US standards body seeks input on securing AI agent systems
The US National Institute of Standards and Technology has opened a public request for information on how to securely develop and deploy AI agent systems. The initiative reflects growing concern about the security and safety risks posed by increasingly autonomous AI tools.
The Center for AI Standards and Innovation (CAISI), based at the US Department of Commerce’s National Institute of Standards and Technology (NIST), has issued a Request for Information (RFI) to gather views on the security of AI agent systems. The call, published on 12 January 2026, invites contributions from industry, academia, and the computer security community.
AI agent systems are a class of AI systems designed not only to generate outputs, but also to plan and take autonomous actions that can affect real-world digital or physical environments. These systems are increasingly used in areas such as software automation, decision support, and complex workflow management. While they offer potential gains in efficiency and innovation, CAISI notes that they also introduce new and distinct security risks.
According to the RFI, some risks facing AI agent systems resemble those found in traditional software, such as vulnerabilities in authentication mechanisms or memory management. However, CAISI’s focus is on risks that emerge when AI models are tightly integrated with software systems that can act on the world. These include situations where models interact with adversarial data, such as indirect prompt injection, or where models themselves have been compromised, for example, through data poisoning during training.
The RFI also highlights concerns that AI agents may cause harm even without external attacks. Examples include systems that pursue poorly specified objectives, engage in so-called specification gaming, or take actions that conflict with human intent or security requirements. CAISI warns that as these systems become more widely deployed, such failures could have implications not only for organisations but also for public safety and national security.

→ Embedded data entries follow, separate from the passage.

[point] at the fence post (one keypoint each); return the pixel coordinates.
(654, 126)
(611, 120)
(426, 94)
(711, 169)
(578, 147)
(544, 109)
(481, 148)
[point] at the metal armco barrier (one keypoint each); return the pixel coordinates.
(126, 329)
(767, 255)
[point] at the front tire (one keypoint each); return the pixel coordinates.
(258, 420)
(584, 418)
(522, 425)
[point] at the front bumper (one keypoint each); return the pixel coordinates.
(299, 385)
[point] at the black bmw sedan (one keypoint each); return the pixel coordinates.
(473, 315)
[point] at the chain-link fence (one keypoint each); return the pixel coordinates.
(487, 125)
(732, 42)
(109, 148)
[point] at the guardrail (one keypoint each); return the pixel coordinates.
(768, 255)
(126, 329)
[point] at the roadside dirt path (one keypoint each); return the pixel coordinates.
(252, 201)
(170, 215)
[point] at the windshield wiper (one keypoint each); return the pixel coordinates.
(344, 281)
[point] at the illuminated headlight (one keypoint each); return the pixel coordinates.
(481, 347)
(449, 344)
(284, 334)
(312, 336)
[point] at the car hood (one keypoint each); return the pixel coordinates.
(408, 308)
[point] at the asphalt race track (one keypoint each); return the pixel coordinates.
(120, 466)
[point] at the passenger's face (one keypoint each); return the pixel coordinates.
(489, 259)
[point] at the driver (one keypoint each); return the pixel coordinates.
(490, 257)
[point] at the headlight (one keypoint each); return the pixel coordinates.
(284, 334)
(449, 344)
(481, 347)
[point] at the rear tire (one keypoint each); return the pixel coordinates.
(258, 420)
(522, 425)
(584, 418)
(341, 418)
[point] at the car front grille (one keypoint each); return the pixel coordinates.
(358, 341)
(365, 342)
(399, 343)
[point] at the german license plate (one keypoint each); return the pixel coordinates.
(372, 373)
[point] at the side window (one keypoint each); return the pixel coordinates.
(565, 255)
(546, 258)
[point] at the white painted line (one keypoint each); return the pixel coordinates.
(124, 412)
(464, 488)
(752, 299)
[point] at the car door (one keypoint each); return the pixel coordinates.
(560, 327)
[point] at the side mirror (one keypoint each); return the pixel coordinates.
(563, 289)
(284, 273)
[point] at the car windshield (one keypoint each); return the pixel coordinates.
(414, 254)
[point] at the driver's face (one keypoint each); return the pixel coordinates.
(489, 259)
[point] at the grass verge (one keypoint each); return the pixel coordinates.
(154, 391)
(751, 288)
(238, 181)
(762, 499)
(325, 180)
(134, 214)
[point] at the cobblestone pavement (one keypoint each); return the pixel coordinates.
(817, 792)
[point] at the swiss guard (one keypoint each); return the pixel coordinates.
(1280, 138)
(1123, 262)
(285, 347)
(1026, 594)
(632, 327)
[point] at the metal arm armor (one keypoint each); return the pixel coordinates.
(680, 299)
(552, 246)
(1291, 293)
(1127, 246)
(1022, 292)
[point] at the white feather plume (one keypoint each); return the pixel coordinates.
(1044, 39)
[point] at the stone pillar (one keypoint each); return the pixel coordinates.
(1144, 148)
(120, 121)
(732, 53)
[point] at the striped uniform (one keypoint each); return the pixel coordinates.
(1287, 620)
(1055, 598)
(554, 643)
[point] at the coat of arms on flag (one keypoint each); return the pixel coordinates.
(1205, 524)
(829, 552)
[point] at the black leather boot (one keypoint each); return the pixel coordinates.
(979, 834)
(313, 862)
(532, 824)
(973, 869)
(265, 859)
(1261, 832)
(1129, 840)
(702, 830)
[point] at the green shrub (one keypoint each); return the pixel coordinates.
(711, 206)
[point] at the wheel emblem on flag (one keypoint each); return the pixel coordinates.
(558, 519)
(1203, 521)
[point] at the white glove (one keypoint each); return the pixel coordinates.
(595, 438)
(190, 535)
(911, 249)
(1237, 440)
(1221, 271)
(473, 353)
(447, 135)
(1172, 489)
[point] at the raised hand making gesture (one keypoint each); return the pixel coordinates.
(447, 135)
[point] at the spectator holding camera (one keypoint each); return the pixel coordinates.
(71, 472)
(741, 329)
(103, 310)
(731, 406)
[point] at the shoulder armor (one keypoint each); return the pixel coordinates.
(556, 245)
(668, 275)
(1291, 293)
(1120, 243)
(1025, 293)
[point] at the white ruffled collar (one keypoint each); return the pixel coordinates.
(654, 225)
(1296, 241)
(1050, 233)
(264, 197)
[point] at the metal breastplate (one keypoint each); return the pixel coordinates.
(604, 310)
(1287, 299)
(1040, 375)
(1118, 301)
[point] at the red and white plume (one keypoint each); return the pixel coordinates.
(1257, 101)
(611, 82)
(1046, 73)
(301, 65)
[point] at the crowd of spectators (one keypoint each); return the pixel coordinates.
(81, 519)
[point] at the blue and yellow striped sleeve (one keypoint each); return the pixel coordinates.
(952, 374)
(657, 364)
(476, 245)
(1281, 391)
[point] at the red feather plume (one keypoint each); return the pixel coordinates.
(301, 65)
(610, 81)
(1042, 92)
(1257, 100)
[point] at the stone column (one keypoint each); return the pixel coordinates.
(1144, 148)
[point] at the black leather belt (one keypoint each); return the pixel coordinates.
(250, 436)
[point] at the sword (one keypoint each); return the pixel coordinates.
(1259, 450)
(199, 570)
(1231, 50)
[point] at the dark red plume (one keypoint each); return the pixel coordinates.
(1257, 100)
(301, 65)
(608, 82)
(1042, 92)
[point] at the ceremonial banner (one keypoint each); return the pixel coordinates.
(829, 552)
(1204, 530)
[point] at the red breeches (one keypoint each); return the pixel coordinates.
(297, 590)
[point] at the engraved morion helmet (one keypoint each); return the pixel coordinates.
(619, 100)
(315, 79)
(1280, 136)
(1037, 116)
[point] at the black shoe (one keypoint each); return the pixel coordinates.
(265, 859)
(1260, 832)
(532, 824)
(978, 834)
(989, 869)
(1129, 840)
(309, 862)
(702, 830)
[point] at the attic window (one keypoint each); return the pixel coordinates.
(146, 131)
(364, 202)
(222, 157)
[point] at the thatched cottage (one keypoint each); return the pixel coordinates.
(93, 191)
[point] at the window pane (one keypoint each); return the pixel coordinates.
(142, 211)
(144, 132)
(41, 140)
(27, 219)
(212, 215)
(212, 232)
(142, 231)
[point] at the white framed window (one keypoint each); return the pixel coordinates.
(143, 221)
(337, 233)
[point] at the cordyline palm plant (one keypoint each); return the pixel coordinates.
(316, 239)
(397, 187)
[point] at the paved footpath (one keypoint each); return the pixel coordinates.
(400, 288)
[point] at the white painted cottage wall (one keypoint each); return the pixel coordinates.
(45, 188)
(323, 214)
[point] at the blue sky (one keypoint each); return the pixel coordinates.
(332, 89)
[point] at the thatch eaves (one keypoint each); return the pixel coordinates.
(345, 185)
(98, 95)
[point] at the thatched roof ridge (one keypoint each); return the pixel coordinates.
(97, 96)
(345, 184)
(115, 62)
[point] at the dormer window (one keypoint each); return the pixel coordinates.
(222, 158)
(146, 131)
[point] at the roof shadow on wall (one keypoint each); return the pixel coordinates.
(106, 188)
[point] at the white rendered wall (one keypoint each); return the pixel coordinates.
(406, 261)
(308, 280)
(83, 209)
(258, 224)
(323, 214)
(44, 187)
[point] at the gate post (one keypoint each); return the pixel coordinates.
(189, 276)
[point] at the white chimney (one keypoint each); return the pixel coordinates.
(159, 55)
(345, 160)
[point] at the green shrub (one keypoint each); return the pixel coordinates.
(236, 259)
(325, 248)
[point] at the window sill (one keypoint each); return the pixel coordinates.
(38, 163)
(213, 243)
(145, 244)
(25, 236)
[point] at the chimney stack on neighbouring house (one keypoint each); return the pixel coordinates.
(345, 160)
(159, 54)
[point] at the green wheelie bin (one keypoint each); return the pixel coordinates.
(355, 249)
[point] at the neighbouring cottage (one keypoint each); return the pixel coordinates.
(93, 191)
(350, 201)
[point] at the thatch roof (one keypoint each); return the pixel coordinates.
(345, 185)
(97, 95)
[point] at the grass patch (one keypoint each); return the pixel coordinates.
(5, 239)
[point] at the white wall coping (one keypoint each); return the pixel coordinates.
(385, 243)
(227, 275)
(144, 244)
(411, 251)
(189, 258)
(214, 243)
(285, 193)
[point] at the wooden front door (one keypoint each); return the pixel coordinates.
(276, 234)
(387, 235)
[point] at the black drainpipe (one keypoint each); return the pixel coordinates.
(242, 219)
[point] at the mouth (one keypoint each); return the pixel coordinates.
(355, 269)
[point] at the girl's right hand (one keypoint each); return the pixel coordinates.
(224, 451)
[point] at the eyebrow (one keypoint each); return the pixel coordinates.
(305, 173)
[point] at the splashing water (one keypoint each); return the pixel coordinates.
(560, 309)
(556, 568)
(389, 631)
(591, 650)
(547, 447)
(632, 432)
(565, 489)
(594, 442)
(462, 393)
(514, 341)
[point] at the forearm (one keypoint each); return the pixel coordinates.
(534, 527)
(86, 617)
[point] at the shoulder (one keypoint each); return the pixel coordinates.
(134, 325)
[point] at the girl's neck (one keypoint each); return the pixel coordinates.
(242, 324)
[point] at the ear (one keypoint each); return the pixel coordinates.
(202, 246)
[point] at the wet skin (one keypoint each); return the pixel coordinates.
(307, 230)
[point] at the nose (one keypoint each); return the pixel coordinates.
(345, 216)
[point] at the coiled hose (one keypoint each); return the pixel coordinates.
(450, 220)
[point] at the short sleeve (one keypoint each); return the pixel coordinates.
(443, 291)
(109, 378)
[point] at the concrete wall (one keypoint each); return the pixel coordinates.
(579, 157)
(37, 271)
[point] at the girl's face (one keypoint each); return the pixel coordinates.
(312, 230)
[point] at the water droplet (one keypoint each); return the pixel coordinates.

To address these issues, CAISI is seeking input on several areas. These include identifying security threats unique to AI agent systems, understanding how those threats may evolve over time, and assessing how well existing cybersecurity practices apply to autonomous AI. The RFI also asks for ideas on how to measure the security of AI agents, how to anticipate risks during development, and how deployment environments can be designed to constrain and monitor agent behaviour.
Responses to the RFI will inform CAISI’s future work on voluntary guidelines and best practices for AI agent security. They will also feed into ongoing research and evaluations carried out by the centre. Contributors are encouraged to provide practical examples, case studies, and actionable recommendations based on real-world experience.
The consultation is open until 9 March 2026, with submissions accepted through the US government’s regulations portal.